Mujer con síntomas de covid

AFP
Los miembros de estas comunidades están influenciados por mentiras y rumores que circulan por WhatsApp.

“No puedo decir si esta vacuna es buena o mala, porque no sé cómo se hizo, quién la hizo y qué contiene”, dice Nicolasa.

“Yo misma preparo mi medicina tradicional, tengo más confianza en ella”.

Su medicina es una mezcla de tabaco seco, alcohol casero y ajo que ayuda a los problemas respiratorios, y una especie de bebida hecha con flores de caléndula mexicana o agua de la planta de ruda para la fiebre.
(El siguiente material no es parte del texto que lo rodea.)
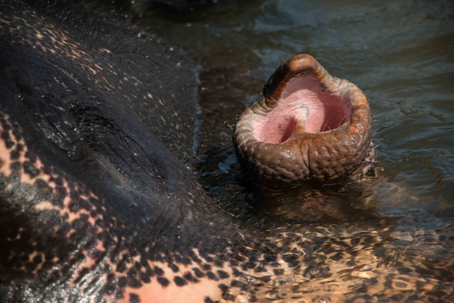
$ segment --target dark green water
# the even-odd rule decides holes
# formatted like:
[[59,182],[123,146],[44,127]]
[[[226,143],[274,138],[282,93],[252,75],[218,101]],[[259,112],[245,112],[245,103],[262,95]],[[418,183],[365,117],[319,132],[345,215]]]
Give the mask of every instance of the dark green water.
[[[389,266],[422,272],[423,264],[428,284],[454,285],[454,2],[241,2],[140,18],[200,64],[194,167],[201,183],[233,216],[267,226],[348,231],[354,223],[369,230],[384,219],[394,239],[387,249],[400,255]],[[267,77],[298,53],[367,97],[377,177],[286,192],[250,187],[236,162],[233,126]]]

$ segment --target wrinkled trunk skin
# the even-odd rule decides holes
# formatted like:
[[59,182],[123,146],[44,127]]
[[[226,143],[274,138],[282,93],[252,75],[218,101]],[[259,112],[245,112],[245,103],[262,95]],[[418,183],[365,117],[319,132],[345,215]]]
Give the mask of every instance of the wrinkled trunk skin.
[[330,75],[311,56],[297,55],[243,112],[233,142],[260,183],[292,187],[362,172],[373,158],[372,126],[360,89]]
[[[365,226],[268,228],[221,209],[182,164],[193,146],[194,65],[87,5],[0,4],[0,302],[429,301],[453,293],[443,281],[424,282],[419,272],[428,270],[412,255],[393,253],[392,224],[379,216]],[[301,157],[304,176],[334,177],[342,160],[313,156],[355,144],[349,168],[338,175],[360,169],[370,136],[365,98],[344,80],[337,99],[324,98],[335,92],[330,77],[310,57],[298,57],[267,84],[264,109],[272,108],[286,79],[311,70],[310,81],[291,88],[320,94],[306,109],[328,104],[330,119],[273,116],[286,131],[257,144],[301,148],[305,128],[301,136],[314,136],[314,147]],[[329,101],[343,94],[360,102]],[[255,123],[253,137],[266,133],[269,123]],[[356,141],[347,142],[354,125]],[[332,147],[321,144],[328,138]],[[313,162],[333,168],[323,172]],[[388,266],[394,257],[399,268]]]

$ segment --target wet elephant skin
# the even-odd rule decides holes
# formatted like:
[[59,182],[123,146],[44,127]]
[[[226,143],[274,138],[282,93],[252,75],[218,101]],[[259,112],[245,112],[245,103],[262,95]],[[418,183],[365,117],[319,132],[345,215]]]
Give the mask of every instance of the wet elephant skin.
[[194,65],[114,13],[72,5],[0,3],[0,302],[453,292],[421,277],[448,279],[449,265],[394,252],[380,218],[260,228],[214,206],[182,164]]
[[221,294],[223,269],[255,259],[236,247],[255,244],[179,161],[193,66],[110,15],[1,11],[1,301],[136,302],[204,280]]

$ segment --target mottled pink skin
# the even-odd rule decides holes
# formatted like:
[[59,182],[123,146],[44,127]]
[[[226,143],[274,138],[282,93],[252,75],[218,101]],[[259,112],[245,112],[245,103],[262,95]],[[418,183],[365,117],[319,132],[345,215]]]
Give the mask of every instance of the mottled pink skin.
[[275,72],[263,94],[243,111],[233,135],[240,161],[261,182],[332,182],[367,164],[372,117],[355,84],[297,55]]

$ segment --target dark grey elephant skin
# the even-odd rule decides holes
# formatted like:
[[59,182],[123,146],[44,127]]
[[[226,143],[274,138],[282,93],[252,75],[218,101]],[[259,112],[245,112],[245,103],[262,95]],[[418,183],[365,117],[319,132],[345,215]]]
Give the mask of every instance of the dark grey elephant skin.
[[380,218],[365,230],[260,228],[214,206],[182,164],[194,65],[118,16],[71,3],[0,3],[0,302],[452,293],[389,248]]
[[245,250],[226,248],[248,237],[174,155],[192,147],[193,66],[65,7],[1,4],[0,301],[137,301],[152,280],[230,276]]

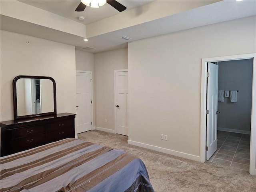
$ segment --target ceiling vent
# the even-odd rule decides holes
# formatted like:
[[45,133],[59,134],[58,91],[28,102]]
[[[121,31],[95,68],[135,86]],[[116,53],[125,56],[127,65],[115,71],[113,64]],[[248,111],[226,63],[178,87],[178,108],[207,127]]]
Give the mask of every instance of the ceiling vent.
[[95,49],[96,48],[92,47],[82,47],[81,48],[82,49],[85,49],[86,50],[92,50],[92,49]]
[[130,37],[126,37],[124,36],[124,37],[121,37],[122,39],[125,39],[126,40],[130,40],[132,39],[132,38],[130,38]]

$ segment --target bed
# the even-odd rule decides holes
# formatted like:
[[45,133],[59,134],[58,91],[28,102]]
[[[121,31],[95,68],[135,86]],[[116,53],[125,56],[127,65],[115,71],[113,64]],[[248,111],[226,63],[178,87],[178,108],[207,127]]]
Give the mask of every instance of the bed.
[[1,192],[154,191],[137,157],[74,138],[0,159]]

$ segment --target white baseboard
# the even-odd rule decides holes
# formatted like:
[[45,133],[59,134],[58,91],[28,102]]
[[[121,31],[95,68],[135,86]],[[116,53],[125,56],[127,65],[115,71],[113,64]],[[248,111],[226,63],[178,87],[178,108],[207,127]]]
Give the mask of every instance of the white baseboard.
[[116,131],[113,130],[112,129],[106,129],[106,128],[102,128],[102,127],[94,127],[96,130],[98,130],[99,131],[104,131],[105,132],[108,132],[112,133],[116,133]]
[[248,131],[244,131],[243,130],[239,130],[238,129],[228,129],[227,128],[223,128],[222,127],[218,127],[218,131],[227,131],[228,132],[232,132],[233,133],[242,133],[242,134],[247,134],[250,135],[251,132]]
[[191,155],[191,154],[179,152],[178,151],[171,150],[165,148],[162,148],[162,147],[158,147],[154,145],[145,144],[144,143],[132,141],[131,140],[128,140],[128,144],[139,147],[146,148],[147,149],[152,149],[152,150],[154,150],[155,151],[159,151],[159,152],[162,152],[163,153],[175,155],[175,156],[178,156],[178,157],[183,157],[187,159],[191,159],[191,160],[200,162],[200,157],[199,156],[196,156],[196,155]]

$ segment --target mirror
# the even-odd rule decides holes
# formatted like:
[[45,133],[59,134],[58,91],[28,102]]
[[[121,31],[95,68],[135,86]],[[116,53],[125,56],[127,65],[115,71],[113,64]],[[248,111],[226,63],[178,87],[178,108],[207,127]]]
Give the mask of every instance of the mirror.
[[14,120],[56,114],[56,83],[51,77],[17,76],[13,88]]

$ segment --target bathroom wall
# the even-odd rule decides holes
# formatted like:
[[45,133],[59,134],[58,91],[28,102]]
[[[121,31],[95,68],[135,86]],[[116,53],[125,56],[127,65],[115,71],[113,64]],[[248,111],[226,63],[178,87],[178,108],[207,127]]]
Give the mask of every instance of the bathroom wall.
[[252,59],[219,62],[219,90],[238,90],[237,102],[230,97],[218,102],[218,128],[250,134],[251,128]]

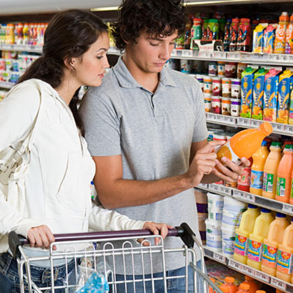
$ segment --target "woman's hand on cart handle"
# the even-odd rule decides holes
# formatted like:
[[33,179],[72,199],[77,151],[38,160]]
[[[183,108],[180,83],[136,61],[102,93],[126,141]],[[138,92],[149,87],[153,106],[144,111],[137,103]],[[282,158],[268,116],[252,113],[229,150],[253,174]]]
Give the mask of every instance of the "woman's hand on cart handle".
[[[50,244],[55,241],[49,227],[45,225],[31,228],[28,232],[28,239],[31,247],[41,247],[48,249]],[[56,245],[53,245],[53,250],[57,249]]]
[[[147,229],[153,233],[154,235],[160,235],[164,239],[168,233],[168,229],[172,229],[173,227],[163,223],[155,223],[154,222],[146,222],[142,227],[143,229]],[[144,240],[144,238],[137,239],[138,242],[141,243]],[[155,238],[155,245],[158,245],[161,242],[161,239],[159,237]],[[149,246],[149,243],[145,241],[143,243],[144,246]]]

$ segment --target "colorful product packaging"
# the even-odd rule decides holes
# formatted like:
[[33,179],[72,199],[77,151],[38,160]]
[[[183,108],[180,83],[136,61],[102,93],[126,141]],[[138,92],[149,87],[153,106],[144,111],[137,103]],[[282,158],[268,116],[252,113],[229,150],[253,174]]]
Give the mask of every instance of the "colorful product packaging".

El médico Gerardo González Figueroa ha tratado a las comunidades indígenas en Chiapas durante 15 años y dice que la confianza en la medicina herbal no es solo una tradición sino una necesidad, porque las instalaciones médicas a menudo están demasiado lejos.

Para él, si bien hay algunos la dieta tradicional pro, el estilo de vida y las prácticas curativas, lo extremadamente preocupante son las bajas tasas de vacunación.

“No creo que los esfuerzos del gobierno mexicano hayan sido lo suficientes para involucrar a toda la sociedad”, dice.

“Estas instituciones han estado actuando de manera paternalista. Es como ‘ve y ponte las vacunas'”.

Una persona aplica gel a pobladores

AFP

El gobierno federal ha dicho que su programa de vacunación es un éxito, con una disminución de la mortalidad del 80% en medio de la tercera ola de covid-19 que se extiende por las áreas urbanas más densamente pobladas de México.

¿Cómo aumentar las tasas vacunación?

Pascuala cree que las autoridades se rindieron con demasiada facilidad cuando vieron que la gente de estos pueblos rechazaba vacunarse.

“Es un falso binario pensar en la oferta y la demanda como cosas separadas”, dice Lisa Menning, de la OMS.

La científica explica que, en marzo, algunas encuestas hechas en Estados Unidos reflejaban que las comunidades de color también dudaban en vacunarse, hasta que las autoridades hicieron un gran esfuerzo para que la inoculación fuera accesible.

Ahora, las tasas de vacunación en estas comunidades son mucho más altas.

“Tener un acceso fácil, conveniente y realmente asequible a buenos servicios, donde haya un trabajador de salud que esté realmente bien capacitado y sea capaz de responder a cualquier inquietud y responda de una manera muy cariñosa y respetuosa, eso es lo que marca la diferencia”, afirma.

Vacuna contra la covid

Getty Images

“Lo que funciona mejor es escuchar a las comunidades, asociarse con ellas, trabajar con ellas”, agrega.

Coquiltéel es una de los millones de pequeñas comunidades rurales de todo el mundo en las que esto es muy deficiente.

Por ahora, todo lo que puede hacer Pascuala es seguir intentando convencer a la gente de que se vacune y está centrando sus esfuerzos en los que deben salir de sus pueblos, como los camioneros.

Pero hasta que todos estén vacunados, solo le queda confiar en otros poderes.

“Gracias a Dios vivimos en una comunidad donde todavía hay árboles y donde el aire todavía está limpio”, dice.

“Creo que de alguna manera, la Madre Tierra nos está protegiendo”.